Dolar Melemah, Negara Asia Ambil Langkah Mandiri
Mata uang dolar AS tercatat melemah lebih dari 9 persen terhadap sekeranjang mata uang utama dunia sepanjang semester pertama 2025. Kondisi ini dimanfaatkan negara-negara Asia untuk mempercepat adopsi mata uang lokal dalam penyelesaian transaksi lintas negara. Melalui mekanisme bilateral dan regional, termasuk kesepakatan tukar-menukar mata uang antar bank sentral, negara-negara Asia memperkuat posisi keuangan masing-masing dan meminimalkan risiko nilai tukar akibat dominasi dolar.

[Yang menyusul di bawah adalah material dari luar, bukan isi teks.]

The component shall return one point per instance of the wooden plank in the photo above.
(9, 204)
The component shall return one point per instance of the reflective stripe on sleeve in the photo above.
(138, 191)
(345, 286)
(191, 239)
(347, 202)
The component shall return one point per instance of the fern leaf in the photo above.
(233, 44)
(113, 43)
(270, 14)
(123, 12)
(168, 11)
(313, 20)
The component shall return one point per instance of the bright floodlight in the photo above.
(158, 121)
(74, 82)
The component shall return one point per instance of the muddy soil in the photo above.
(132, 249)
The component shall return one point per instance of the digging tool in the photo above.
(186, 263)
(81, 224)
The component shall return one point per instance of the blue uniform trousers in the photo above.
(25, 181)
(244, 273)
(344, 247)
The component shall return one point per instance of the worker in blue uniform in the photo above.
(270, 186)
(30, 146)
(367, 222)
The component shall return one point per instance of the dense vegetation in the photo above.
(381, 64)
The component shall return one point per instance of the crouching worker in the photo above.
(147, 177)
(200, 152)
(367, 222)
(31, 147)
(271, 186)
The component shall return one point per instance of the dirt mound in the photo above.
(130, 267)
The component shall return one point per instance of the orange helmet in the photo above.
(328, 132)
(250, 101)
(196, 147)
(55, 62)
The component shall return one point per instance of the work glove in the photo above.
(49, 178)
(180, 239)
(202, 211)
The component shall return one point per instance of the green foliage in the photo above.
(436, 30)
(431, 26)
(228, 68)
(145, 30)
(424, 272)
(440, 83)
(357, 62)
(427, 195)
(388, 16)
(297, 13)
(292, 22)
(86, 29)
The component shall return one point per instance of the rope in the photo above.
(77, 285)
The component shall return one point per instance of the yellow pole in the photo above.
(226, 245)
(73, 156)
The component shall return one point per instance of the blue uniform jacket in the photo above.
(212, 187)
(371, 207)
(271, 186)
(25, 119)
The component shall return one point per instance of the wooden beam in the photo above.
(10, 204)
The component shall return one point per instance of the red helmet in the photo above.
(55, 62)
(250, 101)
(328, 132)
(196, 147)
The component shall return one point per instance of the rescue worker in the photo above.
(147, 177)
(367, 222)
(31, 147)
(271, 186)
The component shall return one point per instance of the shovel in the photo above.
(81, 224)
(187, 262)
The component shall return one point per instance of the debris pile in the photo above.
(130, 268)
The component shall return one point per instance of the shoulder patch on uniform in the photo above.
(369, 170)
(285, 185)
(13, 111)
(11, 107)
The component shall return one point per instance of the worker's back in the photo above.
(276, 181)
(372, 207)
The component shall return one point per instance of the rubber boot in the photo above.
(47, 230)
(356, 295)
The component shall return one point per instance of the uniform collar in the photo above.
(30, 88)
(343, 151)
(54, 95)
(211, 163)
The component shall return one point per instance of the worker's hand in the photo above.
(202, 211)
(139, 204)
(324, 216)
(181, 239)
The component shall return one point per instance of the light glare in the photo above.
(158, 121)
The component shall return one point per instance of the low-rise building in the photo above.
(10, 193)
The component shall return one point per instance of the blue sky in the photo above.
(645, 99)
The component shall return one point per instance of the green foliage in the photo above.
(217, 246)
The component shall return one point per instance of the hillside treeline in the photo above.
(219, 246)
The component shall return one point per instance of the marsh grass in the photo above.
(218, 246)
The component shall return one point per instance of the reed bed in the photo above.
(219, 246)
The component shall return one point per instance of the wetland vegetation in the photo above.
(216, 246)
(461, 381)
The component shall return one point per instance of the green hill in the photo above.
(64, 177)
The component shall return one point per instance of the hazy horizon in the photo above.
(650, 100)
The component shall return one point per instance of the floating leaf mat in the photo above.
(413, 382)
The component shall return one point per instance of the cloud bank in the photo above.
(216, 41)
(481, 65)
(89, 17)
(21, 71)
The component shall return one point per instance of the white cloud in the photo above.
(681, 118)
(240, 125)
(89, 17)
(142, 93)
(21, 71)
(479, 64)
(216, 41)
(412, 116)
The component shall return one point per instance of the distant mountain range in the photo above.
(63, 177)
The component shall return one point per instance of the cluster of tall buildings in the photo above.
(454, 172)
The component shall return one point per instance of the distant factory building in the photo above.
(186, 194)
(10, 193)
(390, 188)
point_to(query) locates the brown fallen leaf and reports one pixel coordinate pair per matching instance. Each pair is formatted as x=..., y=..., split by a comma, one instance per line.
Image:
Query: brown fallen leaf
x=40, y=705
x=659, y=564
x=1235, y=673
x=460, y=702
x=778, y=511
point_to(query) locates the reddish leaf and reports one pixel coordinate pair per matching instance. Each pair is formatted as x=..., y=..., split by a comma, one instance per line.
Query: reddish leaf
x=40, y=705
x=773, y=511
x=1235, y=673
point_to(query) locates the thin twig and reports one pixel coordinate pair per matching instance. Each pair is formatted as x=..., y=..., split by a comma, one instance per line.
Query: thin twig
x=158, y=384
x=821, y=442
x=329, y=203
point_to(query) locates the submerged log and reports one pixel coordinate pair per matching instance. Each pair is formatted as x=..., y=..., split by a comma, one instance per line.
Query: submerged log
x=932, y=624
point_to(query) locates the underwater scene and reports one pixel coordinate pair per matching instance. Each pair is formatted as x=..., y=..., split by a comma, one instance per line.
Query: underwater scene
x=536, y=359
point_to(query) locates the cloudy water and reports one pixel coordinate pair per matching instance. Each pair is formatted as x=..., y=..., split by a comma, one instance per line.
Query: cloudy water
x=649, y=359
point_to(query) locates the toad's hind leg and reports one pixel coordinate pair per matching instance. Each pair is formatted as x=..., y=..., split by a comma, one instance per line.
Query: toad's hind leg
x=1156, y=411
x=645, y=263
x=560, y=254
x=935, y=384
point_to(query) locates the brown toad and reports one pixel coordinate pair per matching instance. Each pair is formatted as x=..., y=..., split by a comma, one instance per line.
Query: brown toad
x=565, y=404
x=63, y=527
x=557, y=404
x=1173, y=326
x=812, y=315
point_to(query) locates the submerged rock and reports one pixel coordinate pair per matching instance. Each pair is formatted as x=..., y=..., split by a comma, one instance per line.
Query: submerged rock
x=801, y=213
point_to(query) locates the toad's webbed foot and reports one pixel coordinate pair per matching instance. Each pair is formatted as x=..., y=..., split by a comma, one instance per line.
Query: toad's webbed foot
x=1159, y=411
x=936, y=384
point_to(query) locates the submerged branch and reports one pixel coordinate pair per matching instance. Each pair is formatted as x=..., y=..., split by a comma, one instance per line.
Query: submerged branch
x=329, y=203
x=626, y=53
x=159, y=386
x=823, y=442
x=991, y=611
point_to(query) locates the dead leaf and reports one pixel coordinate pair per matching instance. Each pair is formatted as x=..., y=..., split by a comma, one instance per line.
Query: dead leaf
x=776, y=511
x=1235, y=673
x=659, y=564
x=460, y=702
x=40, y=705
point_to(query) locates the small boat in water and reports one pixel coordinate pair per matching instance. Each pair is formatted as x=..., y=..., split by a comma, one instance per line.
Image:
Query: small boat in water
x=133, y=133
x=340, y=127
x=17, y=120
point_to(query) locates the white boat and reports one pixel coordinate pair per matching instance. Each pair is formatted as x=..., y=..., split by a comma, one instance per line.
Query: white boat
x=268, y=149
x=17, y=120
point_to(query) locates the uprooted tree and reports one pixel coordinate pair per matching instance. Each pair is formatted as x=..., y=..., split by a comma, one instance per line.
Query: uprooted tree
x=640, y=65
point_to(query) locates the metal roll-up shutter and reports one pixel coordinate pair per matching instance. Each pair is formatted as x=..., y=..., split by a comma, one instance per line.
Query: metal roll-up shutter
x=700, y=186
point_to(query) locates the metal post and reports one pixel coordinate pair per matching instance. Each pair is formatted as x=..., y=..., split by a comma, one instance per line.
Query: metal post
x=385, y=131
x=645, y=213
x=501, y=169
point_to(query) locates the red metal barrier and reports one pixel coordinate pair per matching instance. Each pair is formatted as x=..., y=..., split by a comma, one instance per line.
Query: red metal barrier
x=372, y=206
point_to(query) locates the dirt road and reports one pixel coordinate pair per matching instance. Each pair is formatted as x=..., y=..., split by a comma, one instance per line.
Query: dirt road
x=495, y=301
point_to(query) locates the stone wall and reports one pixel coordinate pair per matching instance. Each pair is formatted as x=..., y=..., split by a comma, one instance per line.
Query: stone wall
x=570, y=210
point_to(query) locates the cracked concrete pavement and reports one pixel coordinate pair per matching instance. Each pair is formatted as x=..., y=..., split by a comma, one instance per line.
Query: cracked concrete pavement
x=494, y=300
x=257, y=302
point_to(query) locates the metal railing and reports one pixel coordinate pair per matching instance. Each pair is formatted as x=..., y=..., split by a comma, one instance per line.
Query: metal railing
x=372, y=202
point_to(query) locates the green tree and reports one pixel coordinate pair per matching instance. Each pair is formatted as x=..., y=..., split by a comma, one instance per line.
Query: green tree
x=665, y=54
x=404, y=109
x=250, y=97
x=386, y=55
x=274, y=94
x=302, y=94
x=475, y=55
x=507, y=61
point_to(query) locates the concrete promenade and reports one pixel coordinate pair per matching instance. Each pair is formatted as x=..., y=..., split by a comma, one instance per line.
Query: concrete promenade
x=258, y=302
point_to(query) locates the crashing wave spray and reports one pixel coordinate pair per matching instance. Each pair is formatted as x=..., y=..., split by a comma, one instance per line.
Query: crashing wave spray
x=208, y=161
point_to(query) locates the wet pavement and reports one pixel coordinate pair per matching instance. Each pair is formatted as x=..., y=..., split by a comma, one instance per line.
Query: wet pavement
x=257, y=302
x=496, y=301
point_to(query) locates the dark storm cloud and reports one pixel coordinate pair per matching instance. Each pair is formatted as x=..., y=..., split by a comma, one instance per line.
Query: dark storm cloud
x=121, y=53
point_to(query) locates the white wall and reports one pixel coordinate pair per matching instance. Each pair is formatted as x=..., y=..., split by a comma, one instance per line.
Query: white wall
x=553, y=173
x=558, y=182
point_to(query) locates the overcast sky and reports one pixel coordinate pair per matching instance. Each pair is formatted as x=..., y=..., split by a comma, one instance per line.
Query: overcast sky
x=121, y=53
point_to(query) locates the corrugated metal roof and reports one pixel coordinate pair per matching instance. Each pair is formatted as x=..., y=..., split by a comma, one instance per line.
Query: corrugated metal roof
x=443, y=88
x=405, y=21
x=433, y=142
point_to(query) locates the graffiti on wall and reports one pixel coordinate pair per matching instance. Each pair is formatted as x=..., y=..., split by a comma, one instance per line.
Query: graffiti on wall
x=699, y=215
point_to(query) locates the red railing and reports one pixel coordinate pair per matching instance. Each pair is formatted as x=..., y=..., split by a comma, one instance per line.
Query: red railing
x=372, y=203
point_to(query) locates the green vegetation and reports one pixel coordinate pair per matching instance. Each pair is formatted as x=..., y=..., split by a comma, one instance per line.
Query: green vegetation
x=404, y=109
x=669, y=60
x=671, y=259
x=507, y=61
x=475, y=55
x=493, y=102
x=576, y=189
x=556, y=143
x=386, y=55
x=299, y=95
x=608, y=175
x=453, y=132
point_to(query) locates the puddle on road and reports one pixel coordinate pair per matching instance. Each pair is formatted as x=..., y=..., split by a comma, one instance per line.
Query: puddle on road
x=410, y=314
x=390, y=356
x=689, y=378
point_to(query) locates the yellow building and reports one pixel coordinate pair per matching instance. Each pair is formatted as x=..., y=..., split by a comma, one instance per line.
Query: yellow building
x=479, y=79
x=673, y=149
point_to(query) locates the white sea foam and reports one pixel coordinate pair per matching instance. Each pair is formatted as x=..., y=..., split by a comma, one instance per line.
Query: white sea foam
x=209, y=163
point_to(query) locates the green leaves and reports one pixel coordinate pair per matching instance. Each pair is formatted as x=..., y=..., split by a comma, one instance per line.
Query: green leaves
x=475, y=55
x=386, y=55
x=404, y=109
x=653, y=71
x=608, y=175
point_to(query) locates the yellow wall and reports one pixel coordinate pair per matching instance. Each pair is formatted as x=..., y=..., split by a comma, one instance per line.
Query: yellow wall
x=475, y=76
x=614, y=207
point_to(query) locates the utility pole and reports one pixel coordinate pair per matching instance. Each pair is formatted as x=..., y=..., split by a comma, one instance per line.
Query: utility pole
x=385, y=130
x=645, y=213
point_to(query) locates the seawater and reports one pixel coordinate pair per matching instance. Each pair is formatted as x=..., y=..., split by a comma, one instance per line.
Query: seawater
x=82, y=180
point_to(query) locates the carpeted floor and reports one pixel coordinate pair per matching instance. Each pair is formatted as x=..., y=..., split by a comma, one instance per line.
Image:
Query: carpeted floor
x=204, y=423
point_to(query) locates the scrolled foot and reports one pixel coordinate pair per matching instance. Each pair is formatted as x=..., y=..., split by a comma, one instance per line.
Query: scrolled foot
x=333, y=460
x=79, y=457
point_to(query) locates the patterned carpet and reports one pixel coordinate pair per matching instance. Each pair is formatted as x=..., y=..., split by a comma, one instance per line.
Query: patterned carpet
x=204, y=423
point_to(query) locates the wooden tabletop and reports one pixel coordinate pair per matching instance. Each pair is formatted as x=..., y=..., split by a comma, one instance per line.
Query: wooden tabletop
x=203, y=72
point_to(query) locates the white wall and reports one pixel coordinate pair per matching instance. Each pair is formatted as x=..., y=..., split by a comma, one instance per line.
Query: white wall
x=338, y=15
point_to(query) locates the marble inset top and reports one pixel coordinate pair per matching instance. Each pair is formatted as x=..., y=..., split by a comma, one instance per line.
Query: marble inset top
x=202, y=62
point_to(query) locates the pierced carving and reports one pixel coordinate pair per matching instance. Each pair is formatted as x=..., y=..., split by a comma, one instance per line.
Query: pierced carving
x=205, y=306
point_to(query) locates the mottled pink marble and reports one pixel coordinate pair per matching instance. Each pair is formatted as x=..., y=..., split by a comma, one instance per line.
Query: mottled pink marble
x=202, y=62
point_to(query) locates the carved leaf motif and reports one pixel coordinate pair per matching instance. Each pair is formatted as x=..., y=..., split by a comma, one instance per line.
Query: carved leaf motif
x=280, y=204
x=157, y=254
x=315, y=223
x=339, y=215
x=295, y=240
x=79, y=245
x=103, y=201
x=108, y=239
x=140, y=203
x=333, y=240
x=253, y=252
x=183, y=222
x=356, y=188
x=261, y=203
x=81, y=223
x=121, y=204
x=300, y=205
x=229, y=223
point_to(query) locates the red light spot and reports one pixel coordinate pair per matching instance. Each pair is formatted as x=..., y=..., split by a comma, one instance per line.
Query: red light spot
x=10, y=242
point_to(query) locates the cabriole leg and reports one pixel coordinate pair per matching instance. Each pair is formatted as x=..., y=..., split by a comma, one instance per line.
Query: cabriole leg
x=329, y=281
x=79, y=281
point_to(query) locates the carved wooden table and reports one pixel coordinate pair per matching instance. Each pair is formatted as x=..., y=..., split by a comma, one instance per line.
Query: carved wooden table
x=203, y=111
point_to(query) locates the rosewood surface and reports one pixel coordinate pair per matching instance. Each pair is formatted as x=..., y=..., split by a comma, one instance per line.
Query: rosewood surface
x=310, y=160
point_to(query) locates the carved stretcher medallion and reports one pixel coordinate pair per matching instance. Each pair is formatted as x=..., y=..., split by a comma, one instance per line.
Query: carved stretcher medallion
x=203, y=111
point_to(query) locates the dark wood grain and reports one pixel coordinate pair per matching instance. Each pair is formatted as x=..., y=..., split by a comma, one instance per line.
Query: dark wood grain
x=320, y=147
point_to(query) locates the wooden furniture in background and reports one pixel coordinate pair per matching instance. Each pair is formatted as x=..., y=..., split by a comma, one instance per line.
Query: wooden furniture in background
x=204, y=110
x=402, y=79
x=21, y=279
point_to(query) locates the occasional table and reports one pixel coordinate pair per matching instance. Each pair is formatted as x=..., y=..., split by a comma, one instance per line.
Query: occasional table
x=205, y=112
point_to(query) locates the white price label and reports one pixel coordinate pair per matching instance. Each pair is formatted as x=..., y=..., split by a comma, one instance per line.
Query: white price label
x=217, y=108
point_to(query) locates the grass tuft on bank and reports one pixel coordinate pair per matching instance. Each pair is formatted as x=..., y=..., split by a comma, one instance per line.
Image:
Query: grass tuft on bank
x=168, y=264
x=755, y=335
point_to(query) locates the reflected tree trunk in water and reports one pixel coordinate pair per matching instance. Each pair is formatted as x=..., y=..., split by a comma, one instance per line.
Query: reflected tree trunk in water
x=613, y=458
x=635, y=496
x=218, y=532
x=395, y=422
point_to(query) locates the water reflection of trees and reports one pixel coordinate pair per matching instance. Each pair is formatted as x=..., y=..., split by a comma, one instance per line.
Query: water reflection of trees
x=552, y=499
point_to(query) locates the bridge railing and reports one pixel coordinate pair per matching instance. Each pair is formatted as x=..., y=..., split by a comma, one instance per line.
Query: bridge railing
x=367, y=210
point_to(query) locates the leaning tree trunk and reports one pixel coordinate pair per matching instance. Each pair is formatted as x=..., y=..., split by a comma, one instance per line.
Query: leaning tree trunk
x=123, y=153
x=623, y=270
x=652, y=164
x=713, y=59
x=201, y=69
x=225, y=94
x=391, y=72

Kebijakan ini juga merupakan bentuk respons terhadap ketegangan dagang dan sanksi ekonomi yang kerap dilayangkan AS, serta upaya kawasan Asia untuk membangun sistem keuangan yang lebih tangguh dan tidak mudah terpengaruh oleh kebijakan moneter AS.
BRICS dan ASEAN Jadi Motor Penggerak
Koalisi ekonomi BRICS (Brasil, Rusia, India, Tiongkok, dan Afrika Selatan), bersama mitra baru seperti Indonesia dan Iran, telah menjadi penggerak utama de-dollarization. Mereka mempromosikan penyelesaian transaksi lintas negara menggunakan mata uang masing-masing, termasuk yuan Tiongkok, rubel Rusia, dan rupee India. Di sisi lain, ASEAN juga mempercepat peluncuran kebijakan Local Currency Transaction (LCT) yang memungkinkan perdagangan intra-Asia dilakukan tanpa konversi ke dolar.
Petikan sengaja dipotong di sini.